TP-Link’s foray into the smartphone market earlier this year was interesting, to say the least; it’s not often a networking company like TP-Link expands its product offering in such a way. Although the company’s first few smartphones were budget-oriented, the new Neffos X1 has higher aspirations.
At first glance, the Neffos X1 looks like your everyday mid-range smartphone with a premium construction. However, with the right approach, the Neffos X1 may just be a compelling smartphone in its respective price range.
The Neffos X1 makes up one part of the Neffos X series of smartphones; the other device in the series is the bigger and higher-end X1 Max. Unfortunately, we only got to spend some time with the Neffos X1; there were no working units of the X1 Max for us to try out. Regardless, both the Neffos X1 and X1 Max are functionally the same, aside from some hardware differences such as display, storage capacity, as well as battery size.
First off, let’s outline the Neffos X1’s specifications: it has a MediaTek Helio P10 octa-core processor paired with either 2GB or 3GB of RAM, a 5-inch 720p IPS display, two choices of internal storage (16GB and 32GB), a microSD card slot, a 2,250mAh battery, as well as Android 6.0 Marshmallow out of the box – according to the company, Android 6.0 on the Neffos X1 has over 3,000 improvements, which is a rather interesting claim. The Neffos X1 also has a 13MP rear camera and a 5MP front-facing shooter.
These hardware are definitely decent for a mid-range smartphone. Coupled with the Neffos X1’s metal construction, this smartphone does give off a premium vibe. However, it goes without saying that the X1’s 2,250mAh battery is on the smaller side of things; this definitely raises a few concerns on the device’s overall battery life.
The Helio P10 processor powering the Neffos X1, on the other hand, isn’t the most powerful chipset found in mid-range smartphones either. Xiaomi’s Redmi Note 3, for one, has a more capable Qualcomm Snapdragon 650 processor. That being said, I didn’t notice any lag or performance hiccup in my short time with the Neffos X1.
Fingerprint sensors are no longer a feature that’s only found on high-end smartphones; practically any Android smartphone worth its salt has it nowadays. However, what differentiates one fingerprint sensor from another is how accurate and fast they are. In the Neffos X1’s case, its fingerprint sensor is definitely fast; it proved to be quite accurate when I was testing it as well.

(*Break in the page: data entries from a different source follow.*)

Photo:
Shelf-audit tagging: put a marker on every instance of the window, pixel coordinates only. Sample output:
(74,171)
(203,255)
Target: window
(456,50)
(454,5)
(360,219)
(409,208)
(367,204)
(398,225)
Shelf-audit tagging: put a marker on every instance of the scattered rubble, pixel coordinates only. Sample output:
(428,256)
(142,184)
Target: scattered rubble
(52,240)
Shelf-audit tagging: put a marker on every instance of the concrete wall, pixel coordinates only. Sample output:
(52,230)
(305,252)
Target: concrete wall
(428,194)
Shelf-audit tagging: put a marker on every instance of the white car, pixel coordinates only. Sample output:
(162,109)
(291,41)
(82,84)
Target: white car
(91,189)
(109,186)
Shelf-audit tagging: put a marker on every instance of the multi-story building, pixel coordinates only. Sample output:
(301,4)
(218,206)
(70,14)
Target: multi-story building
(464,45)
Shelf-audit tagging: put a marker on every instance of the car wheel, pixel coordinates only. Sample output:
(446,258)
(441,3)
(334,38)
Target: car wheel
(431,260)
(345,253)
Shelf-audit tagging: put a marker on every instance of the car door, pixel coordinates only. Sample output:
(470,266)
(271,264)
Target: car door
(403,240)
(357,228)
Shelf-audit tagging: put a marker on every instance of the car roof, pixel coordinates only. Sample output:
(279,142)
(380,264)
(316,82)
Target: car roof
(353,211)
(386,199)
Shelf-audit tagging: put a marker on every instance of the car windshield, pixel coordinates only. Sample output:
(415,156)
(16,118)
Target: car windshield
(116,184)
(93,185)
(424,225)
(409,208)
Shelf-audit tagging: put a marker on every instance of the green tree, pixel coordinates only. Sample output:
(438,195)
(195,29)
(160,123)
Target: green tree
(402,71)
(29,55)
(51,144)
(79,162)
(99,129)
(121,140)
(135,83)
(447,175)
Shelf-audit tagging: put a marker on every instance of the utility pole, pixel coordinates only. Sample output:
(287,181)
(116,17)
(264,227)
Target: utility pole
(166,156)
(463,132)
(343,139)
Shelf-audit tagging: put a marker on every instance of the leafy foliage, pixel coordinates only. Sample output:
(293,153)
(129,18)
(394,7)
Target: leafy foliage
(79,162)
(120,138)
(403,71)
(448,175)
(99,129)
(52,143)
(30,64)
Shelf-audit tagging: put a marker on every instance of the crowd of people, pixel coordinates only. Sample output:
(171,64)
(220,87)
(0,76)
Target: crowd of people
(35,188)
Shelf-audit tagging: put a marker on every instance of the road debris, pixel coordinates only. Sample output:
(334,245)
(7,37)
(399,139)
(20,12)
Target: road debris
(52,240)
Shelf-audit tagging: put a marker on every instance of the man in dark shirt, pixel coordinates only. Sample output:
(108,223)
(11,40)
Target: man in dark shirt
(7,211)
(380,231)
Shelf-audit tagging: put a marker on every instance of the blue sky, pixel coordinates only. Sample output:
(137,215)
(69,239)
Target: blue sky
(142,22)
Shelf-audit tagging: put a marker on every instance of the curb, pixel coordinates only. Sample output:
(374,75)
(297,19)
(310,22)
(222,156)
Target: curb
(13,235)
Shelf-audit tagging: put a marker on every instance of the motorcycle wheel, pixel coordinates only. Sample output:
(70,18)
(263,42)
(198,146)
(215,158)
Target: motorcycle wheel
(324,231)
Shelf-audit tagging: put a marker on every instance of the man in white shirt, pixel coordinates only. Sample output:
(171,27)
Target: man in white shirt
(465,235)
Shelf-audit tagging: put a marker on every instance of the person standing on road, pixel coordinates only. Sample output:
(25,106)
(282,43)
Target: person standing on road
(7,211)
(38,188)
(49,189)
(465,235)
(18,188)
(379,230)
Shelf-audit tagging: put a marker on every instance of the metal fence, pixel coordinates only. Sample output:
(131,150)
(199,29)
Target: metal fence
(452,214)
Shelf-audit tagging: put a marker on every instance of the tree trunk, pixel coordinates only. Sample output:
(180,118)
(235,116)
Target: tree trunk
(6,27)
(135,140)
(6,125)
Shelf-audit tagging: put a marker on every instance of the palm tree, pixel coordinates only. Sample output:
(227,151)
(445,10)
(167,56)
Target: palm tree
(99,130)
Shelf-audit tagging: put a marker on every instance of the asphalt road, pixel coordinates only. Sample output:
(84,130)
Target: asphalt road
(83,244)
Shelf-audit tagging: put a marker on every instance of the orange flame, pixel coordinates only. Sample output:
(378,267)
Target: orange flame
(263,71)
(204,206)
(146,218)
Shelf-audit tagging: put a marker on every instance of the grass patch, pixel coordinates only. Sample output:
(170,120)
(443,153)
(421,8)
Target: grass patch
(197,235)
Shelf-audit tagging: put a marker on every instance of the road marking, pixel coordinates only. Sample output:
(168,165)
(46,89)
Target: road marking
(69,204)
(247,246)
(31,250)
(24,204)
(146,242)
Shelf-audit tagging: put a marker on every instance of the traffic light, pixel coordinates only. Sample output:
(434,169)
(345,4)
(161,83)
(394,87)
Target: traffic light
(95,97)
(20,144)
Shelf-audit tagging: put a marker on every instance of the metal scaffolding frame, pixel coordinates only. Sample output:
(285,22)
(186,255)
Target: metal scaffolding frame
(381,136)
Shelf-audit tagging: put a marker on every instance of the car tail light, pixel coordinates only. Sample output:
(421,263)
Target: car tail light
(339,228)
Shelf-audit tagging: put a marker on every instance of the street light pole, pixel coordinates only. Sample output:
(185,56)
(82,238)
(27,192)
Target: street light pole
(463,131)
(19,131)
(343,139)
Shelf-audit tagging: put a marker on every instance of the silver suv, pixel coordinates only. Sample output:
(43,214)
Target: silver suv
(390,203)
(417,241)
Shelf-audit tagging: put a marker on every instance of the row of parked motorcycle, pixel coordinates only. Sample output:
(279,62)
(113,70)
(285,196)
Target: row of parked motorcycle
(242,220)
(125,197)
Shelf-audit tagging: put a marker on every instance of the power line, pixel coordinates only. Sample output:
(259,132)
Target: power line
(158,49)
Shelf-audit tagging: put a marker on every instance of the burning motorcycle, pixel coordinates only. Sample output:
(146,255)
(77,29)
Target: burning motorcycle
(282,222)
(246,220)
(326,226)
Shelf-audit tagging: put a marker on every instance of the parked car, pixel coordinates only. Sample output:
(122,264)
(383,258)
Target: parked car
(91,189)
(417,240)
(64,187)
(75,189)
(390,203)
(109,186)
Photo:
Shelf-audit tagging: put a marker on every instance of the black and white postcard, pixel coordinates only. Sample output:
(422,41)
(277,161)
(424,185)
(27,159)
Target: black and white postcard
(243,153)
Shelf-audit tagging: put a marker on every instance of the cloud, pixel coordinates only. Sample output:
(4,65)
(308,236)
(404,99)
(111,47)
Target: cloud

Although the Neffos X1 only has a 720p display, it looks pretty good. Colours are punchy, and viewing angles are up to expectations as well. Of course, a 1080p display would arguably look sharper, but we’re talking about a 5-inch smartphone here; I would gladly go for a lower resolution display in favour of battery life for a display this size. Let’s not forget that the Neffos X1 only has a 2,250mAh battery.
Fortunately, I managed to shoot some outdoor images with the Neffos X1’s camera. Honestly, I was surprised by the camera’s performance; it definitely shows a lot of promise. Images are sharp, the autofocus is rather quick, and the colours are quite pleasant as well. However, the camera does have some difficulty getting proper exposure at times, but it’s worth noting that the Neffos X1 I tested isn’t running on finalised software yet.
Considering the fact that the Neffos X1 is TP-Link’s first attempt at offering a premium, mid-range smartphone, the X1 is really quite impressive: it feels solid, its fingerprint sensor is fast, and it has decent hardware for a mid-range device. However, there’s one very important factor that will determine its success locally: retail price.
The mid-range market is a very crowded segment, and it’s dominated by other highly capable smartphones like the Xiaomi Redmi Note 3; not many smartphones can compete with it in terms of price to performance ratio. For that very reason, the Neffos X1 has to be priced equally competitive.
Neffos smartphones in Malaysia are generally priced pretty competitively, but the Neffos X1 isn’t like the Neffos C series smartphones; it’s a more premium offering, which naturally demands a higher asking price. Hopefully, the Neffos X1, along with the Neffos X1 Max, will be priced competitively once it reaches our shores – it’s one of the most crucial aspects for a mid-range smartphone, especially here in Malaysia.